Donor-Advised Funds and Intermediary Routing — The Transparency Debate
Donor-advised funds (DAFs) are charitable giving vehicles common in the US and UK, where a donor contributes to a fund that later grants to recipient organisations. Intermediary remittance channels similarly allow funds to be pooled and distributed across multiple NGOs. The 2026 Rules require FCRA registrants to pierce this intermediary layer and disclose the ultimate donor — the individual or entity that originally contributed the funds.
- The requirement is aimed at preventing the use of DAFs and similar vehicles to obscure the true source of foreign funding.
- Similar "look-through" requirements exist in several jurisdictions' anti-money-laundering frameworks.
- Critics argue that many legitimate international foundations use DAFs for legitimate grant-making, and the obligation places an unrealistic investigative burden on Indian NGO recipients who have no direct relationship with the ultimate donor.
Connection to this news: The ultimate-donor disclosure rule is among the most practically burdensome new requirements, since many smaller Indian NGOs receive grants from international foundations or pooled funds where the ultimate donors are unknown to the recipient.
Key Facts & Data
- FCRA Amendment Rules, 2026 notified by the MHA on June 22, 2026.
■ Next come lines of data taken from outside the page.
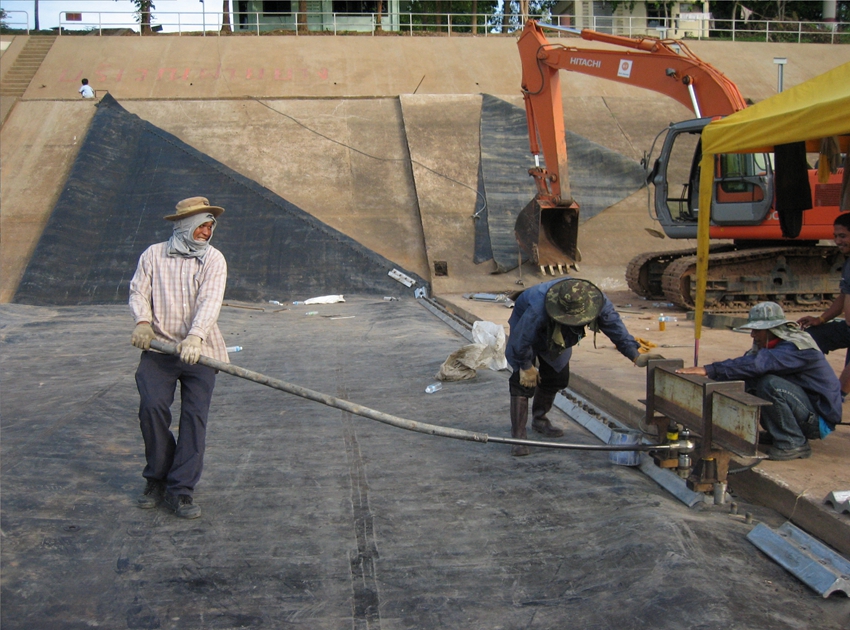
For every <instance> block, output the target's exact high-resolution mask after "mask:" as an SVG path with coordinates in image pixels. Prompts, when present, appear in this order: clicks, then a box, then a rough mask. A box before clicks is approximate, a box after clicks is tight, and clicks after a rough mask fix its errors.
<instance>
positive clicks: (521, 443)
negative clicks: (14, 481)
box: [151, 339, 682, 451]
mask: <svg viewBox="0 0 850 630" xmlns="http://www.w3.org/2000/svg"><path fill="white" fill-rule="evenodd" d="M151 348H153V349H154V350H158V351H159V352H164V353H165V354H173V355H179V354H180V353H179V352H178V351H177V346H175V345H174V344H170V343H165V342H163V341H159V340H158V339H154V340H153V341H151ZM198 363H200V364H201V365H206V366H207V367H211V368H213V369H215V370H218V371H220V372H225V373H227V374H230V375H232V376H238V377H239V378H244V379H245V380H248V381H253V382H255V383H259V384H260V385H265V386H266V387H271V388H272V389H278V390H280V391H283V392H286V393H288V394H294V395H295V396H299V397H301V398H306V399H308V400H312V401H314V402H318V403H322V404H323V405H327V406H328V407H335V408H336V409H342V410H343V411H347V412H349V413H353V414H355V415H357V416H362V417H364V418H369V419H370V420H376V421H378V422H382V423H384V424H389V425H391V426H394V427H397V428H399V429H405V430H407V431H415V432H416V433H425V434H427V435H436V436H439V437H447V438H452V439H455V440H467V441H469V442H482V443H485V442H494V443H498V444H520V445H525V446H536V447H543V448H562V449H569V450H582V451H656V450H666V449H669V448H672V447H674V446H675V445H667V444H663V445H657V444H565V443H563V442H539V441H537V440H520V439H517V438H500V437H490V436H488V435H487V434H486V433H476V432H474V431H465V430H464V429H452V428H450V427H441V426H438V425H435V424H427V423H424V422H417V421H415V420H407V419H405V418H400V417H398V416H393V415H391V414H388V413H383V412H381V411H375V410H374V409H369V408H368V407H364V406H362V405H358V404H356V403H353V402H350V401H348V400H342V399H341V398H336V397H334V396H328V395H327V394H322V393H321V392H317V391H315V390H312V389H308V388H306V387H301V386H299V385H293V384H292V383H287V382H286V381H281V380H278V379H276V378H271V377H269V376H265V375H264V374H260V373H259V372H253V371H251V370H246V369H245V368H242V367H239V366H237V365H233V364H232V363H224V362H223V361H218V360H217V359H212V358H210V357H206V356H203V355H201V358H200V359H199V360H198ZM675 447H676V448H681V447H682V445H681V444H679V445H677V446H675Z"/></svg>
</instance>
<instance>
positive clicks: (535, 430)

- New disclosures required: social media accounts, websites, publications by key functionaries, ultimate donor for intermediary-routed funds.
- Renewal condition: minimum ₹10 lakh in foreign contributions spent on approved activities in the previous two financial years.
- Foreign nationals as key functionaries: ordinarily ineligible for registration (exceptions by Central government); persons of Indian origin are exempt.
- Additional fees apply per additional purpose or state/UT in FCRA applications.
- Misuse of foreign funds for non-approved purposes attracts a penalty of up to 30% of the misused amount or ₹1 lakh, whichever is higher.
- As of April 2026, the MHA FCRA Dashboard recorded 22,273 cancelled registrations and 15,182 expired registrations not renewed.
- The 2020 FCRA Amendment — the previous major tightening — was upheld by the Supreme Court in Noel Harper v. Union of India (April 8, 2022).